歪んだ月が愛しくて2

ヒト科の野良猫は猫使い




立夏Side





「汐っ」

「はい!」



カナとの再会から数日が経過した頃、俺達はグラウンドで体育祭に向けて練習に励んでいた。
主な練習は最終種目のクラス別リレーのスタートダッシュとバトンパスだ。



「山本!」

「誰が山本だ!?」



汐からバトンを受け取った彼は、クラスメイトの山本…じゃなくて山田。
その彼を含めた俺、未空、頼稀、汐の5人が今年の1年C組のリレー選手に選ばれた。



「未空!」

「任せろ山口!」

「だから俺は山田だって!」



もうあだ名みたいになってる。

山田には悪いけど、皆が適当なこと言い過ぎてもうどれが本当の名前か分からなくなって来た。

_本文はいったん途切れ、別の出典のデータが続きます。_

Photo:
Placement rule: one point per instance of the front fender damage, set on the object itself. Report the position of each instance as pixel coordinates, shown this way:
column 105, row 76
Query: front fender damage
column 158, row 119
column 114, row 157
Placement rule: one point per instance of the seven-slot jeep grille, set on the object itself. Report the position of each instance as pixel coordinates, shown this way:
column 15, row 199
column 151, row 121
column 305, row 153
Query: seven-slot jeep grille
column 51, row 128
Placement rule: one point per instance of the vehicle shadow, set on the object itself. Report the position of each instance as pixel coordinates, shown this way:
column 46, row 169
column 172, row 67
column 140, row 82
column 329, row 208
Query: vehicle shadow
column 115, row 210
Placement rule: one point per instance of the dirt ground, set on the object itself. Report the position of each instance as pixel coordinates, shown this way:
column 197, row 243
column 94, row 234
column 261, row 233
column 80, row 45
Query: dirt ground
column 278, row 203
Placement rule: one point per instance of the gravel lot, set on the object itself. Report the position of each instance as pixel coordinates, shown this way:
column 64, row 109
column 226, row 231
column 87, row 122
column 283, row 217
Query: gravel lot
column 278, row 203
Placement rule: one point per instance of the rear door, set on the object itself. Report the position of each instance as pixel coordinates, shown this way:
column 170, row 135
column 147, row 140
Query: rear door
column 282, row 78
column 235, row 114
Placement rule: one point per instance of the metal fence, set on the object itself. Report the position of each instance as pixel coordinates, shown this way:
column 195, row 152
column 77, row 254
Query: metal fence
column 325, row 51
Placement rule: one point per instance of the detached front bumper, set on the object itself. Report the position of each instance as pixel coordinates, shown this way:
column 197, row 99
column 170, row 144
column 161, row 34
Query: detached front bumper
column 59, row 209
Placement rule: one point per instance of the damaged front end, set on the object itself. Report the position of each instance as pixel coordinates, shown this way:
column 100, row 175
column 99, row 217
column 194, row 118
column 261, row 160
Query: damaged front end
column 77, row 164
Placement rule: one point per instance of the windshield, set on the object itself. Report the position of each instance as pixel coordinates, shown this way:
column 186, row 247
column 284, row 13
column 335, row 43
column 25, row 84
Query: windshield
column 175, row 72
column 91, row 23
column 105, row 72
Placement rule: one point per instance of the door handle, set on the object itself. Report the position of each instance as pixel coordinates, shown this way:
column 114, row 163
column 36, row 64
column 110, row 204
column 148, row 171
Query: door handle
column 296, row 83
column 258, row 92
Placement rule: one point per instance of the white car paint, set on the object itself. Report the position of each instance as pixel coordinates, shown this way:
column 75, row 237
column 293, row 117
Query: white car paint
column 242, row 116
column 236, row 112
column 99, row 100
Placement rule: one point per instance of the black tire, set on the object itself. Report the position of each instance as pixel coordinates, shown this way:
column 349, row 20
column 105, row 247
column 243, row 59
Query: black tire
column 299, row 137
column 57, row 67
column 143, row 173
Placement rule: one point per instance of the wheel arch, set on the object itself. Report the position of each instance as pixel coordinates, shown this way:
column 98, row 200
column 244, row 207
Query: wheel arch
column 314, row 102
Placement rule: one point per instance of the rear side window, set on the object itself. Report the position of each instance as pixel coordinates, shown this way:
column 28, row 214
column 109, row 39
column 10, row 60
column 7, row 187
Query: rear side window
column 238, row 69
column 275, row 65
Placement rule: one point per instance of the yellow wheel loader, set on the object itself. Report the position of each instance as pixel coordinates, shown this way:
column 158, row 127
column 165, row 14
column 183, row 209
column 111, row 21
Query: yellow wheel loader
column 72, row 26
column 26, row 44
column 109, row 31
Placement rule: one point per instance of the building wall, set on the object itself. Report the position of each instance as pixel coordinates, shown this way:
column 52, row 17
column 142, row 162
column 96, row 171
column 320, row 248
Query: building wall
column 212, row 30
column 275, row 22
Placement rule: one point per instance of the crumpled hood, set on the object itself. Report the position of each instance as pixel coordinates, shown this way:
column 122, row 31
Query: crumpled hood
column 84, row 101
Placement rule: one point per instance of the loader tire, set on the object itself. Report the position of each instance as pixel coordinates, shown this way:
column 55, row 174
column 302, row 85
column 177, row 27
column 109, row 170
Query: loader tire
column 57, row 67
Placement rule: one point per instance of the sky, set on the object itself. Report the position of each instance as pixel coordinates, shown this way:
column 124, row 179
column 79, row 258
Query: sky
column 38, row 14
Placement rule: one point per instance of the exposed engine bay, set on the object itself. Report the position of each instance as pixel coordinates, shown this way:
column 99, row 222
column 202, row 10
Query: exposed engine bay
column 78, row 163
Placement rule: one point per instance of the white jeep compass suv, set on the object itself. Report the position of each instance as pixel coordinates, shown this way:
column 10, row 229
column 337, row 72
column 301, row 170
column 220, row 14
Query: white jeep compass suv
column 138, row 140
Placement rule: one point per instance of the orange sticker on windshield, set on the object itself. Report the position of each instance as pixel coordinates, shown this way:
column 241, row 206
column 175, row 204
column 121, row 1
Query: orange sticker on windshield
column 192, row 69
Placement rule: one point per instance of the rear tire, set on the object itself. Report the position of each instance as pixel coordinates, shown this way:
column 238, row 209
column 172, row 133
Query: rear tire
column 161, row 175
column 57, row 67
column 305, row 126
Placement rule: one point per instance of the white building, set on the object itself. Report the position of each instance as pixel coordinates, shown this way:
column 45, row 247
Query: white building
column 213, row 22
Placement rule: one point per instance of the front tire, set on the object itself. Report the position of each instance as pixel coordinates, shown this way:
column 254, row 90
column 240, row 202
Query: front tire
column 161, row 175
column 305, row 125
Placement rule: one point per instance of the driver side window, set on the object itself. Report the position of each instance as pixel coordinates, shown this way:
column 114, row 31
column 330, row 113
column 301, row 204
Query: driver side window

「チンタラしてんじゃないよ!本番だと思って真剣にやれー!」

「怪我しないようにね、後が面倒だから」



その傍らでみっちゃんと遊馬が声援を送る。



……声援か?



因みに葵は友達の誕生日祝いをするために外泊中だ。



「リカ!」



リレーの順番は、頼稀→汐→山田→未空→俺。
つまり俺がアンカーなんだが、俺はこの順番が不満で仕方ない。
そんな気持ちを振り払うように、軽く100メートルだけ走って皆の元に戻った。



「ふぅ…」



100メートルくらいではストレス発散にもならないか。



「お疲れさん」

「お疲れ!」

「リカお帰りー!」

「ただいま。未空足速いね。未空がアンカーやった方がいいんじゃない?」

「ダメ!アンカーは絶対にリカなの!」

「ああ、逃がさねぇぞ」

「いや、別に逃げるつもりはないけど」

「そうだよ!藤岡くんがアンカーなのはクラス全員の意向なんだから!」

「いい加減覚悟決めなよ」

「か、覚悟って…」



そこまで?



「はい、良かったらタオル使って」

「ありがとう」



全然汗掻けなかったが、遊馬から手渡されたタオルを受け取って首に掛けた。



「やっぱり藤岡くんは速いな。俺陸部なのに全然勝てる気がしないよ」

「そんなことないよ。山田だって十分速いじゃん」

「いんや!山本なんかよりも断然藤岡くんの方が速いから!」

「そう?」

「しかもフォームも綺麗だしね」

「てか、山口のくせに何リカにヤマダって呼ばれてるの?山口のくせに」

「だから山本でも山口でもねぇから!」



山口のくせにって。

それ世界中のヤマグチさんに対して失礼だから。